Cuando me iba pensé en ti:
en la mirada de tu ojo tristes
y en el temblor de tu ojo alegre;
porque cada pupila es la mitad de tu alma
y tu alma llora y ríe alternativamente
y nos dice que sí, que no, que sí,
y para cada instante tiene
una lágrima dulce y una lágrima amarga.


Al regresar pensaba en ti:
en la desesperada sonrisa que es tu cuerpo;
tu cuerpo, una mitad tan niña y mitad tan mujer
-posibilidad de pasión y certeza de infancia-;
tu cuerpo, aún inconciente de ser tan sólo un cuerpo
cruzado y recorrido por arterias, por miedos,
por hoyuelos graciosos y gestos perdurables;
tu cuerpo, que en sí mismo se refleja y reclina
como el alma del agua mirándose a un espejo.

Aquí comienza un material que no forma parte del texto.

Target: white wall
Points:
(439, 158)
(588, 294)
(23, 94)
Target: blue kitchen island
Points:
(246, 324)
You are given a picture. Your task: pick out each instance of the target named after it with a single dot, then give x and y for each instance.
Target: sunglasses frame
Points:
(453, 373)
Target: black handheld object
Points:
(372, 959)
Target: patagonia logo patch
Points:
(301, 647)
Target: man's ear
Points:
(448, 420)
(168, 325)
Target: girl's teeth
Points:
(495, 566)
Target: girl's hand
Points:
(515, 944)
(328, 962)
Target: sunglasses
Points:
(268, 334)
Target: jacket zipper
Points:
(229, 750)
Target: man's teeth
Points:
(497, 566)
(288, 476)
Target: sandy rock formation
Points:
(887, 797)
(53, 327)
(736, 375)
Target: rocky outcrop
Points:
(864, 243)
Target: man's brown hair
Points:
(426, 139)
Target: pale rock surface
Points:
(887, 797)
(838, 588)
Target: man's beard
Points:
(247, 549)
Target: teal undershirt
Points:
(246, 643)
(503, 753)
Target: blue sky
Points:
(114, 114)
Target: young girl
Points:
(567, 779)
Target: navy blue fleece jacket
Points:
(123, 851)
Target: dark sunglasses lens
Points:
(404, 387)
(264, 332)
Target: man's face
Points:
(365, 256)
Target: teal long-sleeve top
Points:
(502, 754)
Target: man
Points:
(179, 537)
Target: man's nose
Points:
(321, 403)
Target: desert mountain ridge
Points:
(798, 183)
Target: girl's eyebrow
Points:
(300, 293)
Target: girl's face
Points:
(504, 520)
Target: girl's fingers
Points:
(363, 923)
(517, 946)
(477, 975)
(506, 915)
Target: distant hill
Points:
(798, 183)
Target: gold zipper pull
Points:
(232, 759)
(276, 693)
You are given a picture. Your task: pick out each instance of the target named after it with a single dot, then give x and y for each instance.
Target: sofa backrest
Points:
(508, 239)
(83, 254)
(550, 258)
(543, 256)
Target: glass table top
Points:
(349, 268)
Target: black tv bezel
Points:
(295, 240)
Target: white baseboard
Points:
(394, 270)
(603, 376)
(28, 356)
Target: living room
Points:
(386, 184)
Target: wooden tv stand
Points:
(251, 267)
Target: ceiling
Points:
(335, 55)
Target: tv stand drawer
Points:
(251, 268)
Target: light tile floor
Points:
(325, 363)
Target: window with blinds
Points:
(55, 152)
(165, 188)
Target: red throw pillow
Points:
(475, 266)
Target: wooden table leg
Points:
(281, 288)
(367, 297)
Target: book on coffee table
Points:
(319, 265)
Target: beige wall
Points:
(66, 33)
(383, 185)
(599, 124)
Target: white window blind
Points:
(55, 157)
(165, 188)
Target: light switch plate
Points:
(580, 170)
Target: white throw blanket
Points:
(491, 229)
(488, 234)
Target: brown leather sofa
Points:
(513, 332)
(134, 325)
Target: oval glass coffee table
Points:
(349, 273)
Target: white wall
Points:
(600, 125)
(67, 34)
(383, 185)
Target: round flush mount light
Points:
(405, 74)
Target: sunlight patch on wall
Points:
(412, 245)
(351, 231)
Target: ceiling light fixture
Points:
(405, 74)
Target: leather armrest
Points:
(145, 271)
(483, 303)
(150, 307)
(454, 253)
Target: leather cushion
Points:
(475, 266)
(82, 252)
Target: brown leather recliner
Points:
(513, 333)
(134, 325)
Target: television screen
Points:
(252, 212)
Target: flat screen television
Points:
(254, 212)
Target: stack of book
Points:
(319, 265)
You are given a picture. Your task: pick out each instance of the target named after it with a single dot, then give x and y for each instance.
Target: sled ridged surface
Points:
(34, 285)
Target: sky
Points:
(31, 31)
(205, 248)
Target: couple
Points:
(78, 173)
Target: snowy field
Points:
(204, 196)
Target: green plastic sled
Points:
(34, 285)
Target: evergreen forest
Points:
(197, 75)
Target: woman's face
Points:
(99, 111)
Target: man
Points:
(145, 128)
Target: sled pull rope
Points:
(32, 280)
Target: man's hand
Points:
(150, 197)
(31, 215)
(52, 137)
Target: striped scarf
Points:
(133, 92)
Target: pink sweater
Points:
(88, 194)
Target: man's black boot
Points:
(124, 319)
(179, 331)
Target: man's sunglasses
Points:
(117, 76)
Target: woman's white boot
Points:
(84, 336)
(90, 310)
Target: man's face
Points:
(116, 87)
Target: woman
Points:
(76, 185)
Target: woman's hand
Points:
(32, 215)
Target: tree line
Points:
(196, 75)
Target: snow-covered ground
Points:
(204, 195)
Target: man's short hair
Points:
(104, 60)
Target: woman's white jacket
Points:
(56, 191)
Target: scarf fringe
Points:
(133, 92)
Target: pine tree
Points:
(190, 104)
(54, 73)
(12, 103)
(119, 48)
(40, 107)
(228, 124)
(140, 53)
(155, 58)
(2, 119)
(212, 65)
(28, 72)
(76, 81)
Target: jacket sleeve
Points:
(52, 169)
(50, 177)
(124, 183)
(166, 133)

Al despertar aún pensaba en ti:
pensaba en el milagro desigual de tu voz,
belleza cuya niñez permite comprender tanta esperanza,
comprender que no es vana la pasión de escucharte,
que todas las palabras dichas por ti hasta ahora
son la mitad tan sólo, son el claro hemisferio
de este mar silencioso que aún en ti permanece
creándose y oculto para un día clarísimo
donde voz y silencio serán dación de gracia.
¡Ay! sonido que nace como un mimado sueño,
¿con qué temblor mereceremos esa fluenca absolutaria?

Cuerpo, voz y mirada que son mitad tan sólo
de un designio más alto que este destino nuestro:
la miseria no podrá derrotarlos; la desdicha
no ha de usurpar su lento continuar azulándonos,
porque al dolor y al miedo vencieron simplemente existiendo

y la mitad de su alma, la mitad de su sangre, la mitad de su vida
son la justificable persuasión de la gracia:
rosa con que engañamos nuestra sombra en la tierra,
camino que elegimos para andar hasta Dios.